Dal 21 al 27 agosto si terrà la quarta edizione del Jam of Arts festival dedicato alla contact, all’improvvisazione, alla voce (metodo Liknlater), alla performance, all’impro-music e al Feldenkrais. L’obiettivo del festival è quello di offrire ai partecipanti l’opportunità di studiare contact ed altre arti ed avere così nuove esperienze ed esplorare nuovi modi di percepire e di agire. Il festival si svolgerà in Grecia ad un kilometro e mezzo di distanza dal paese Nea Kallikratia (zona Chalkidiki), in un bellissimo campeggio dotato di tutti i comfort, situato a pochi metri dal mare. Gli insegnanti ospiti di questo anno sono:

Charlie Morrissey (5 lezioni – 15 ore)
Antonella Voce (3 lezioni – 6 ore)
Christina Klissiouni (3 lezioni – 6 ore)
Ippokratis Veneris (3 lezioni – 6 ore)
Roberto Bellatalla (2 lezioni – 4 ore)
Stella Topalidou (3 lessons – 5 hours)
Jams – musica dal vivo
One to One sessions

Spazi performativi
Visita di altri posti

Per partecipare al festival non c’è bisogno di essere danzatori o artisti, il festival si rivolge a persone che vogliono sperimentare le arti e il movimento, indipendentemente dal fatto che abbiano precedenti esperienze.
L’obiettivo è quello di esplorare le diverse competenze e capacità che esistono dentro di noi e divertirsi oltre che studiare!

Charlie Morrissey è un regista / coreografo, performer, insegnante, e ricercatore, e ha lavorato nel campo della performance in tutto il Regno Unito e a livello internazionale negli ultimi 25 anni. Crea eventi site-specific su grande e piccola scala e performance in teatri e gallerie e in vari contesti e luoghi; organizza e collabora in una varietà di progetti di ricerca; performa e collabora nel lavoro di altri artisti. Ha un rapporto di lavoro significativo e tuttora in corso con Steve Paxton, Siobhan Davies, Lisa Nelson, Kirstie Simson, Scott Smith, Katye Coe, Katie Duck e molti altri. I progetti recenti e futuri includono “Io sono un robot” – un assolo alla Hayward Gallery, Londra; In preparazione una performance con Katye Coe e il filosofo Alva Noë e l’artista Graeme Miller eseguita a Saddlers Wells, London; Sentimental Project – una residenza con Siobhan Davies danza al Barbican, London; Le provette con Rosemary Butcher a Berlino; On Off – un assolo eseguito a Tanzwerkstatt Europa a Monaco di Baviera; una commissione da Siobhan Davies Danza e una collaborazione con l’artista visivo Annie Catrell e Andrea Buckley e Marius Kwint.

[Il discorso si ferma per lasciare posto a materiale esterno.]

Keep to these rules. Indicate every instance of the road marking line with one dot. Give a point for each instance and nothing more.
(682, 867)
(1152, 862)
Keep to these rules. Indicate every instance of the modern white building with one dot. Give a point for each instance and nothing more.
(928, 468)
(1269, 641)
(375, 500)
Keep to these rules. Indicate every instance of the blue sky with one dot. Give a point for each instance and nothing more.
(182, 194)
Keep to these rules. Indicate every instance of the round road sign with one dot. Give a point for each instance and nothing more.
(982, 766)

Titolo del workshop: Immaginando un corpo in movimento

Questo workshop giocherà con i miei interessi attuali che ho nel modo in cui la percezione, l’immaginazione, la fisiologia e la fisica sono in un intergioco costante nel movimento umano. Lavoreremo con immagini ed esercizi che cambiano il modo in cui sperimentiamo i nostri corpi come ci muoviamo.

Sono influenzato da materiale di Steve Paxton sulla colonna vertebrale, gli studi di Lisa Nelson sui “Tuning Scores e la Contact Improvisation”, e le mie ricerche in corso e quelle in collaborazione sul movimento e i rapporti mente / corpo.

Le sessioni saranno una combinazione di esercizi pratici e proposte di improvvisazione. Lavoreremo individualmente, con uno o più partner, e come gruppo; costruiremo un corpo condiviso di informazioni mentre andremo avanti in modo da poter esplorare una facile interazione tra noi e gli spazi nei quali lavoriamo.

Il lavoro coltiva una prontezza e disponibilità de corpo per le diverse possibilità che si presentano come ci muoviamo. L’ascolto profondo è incoraggiato come mezzo per attingere quello che c’è nel nostro corpo, nell’ambiente e nelle nostre interazioni con gli altri. Usando le informazioni accumulate scopriamo che sono una risorsa per la nostra danza.

I workshop sono un luogo di scoperta e di entusiasmo per il movimento che le nostre scoperte potrebbero incoraggiare. Mi interessa come il corpo pensa, nel ruolo dell’immaginazione nella nostra esperienza del movimento e nella possibilità di fare un viaggio esperienziale nel mio corpo mentre mi muovo; Sono curioso di sapere cosa posso imparare da esso, mentre emergono le sue azioni.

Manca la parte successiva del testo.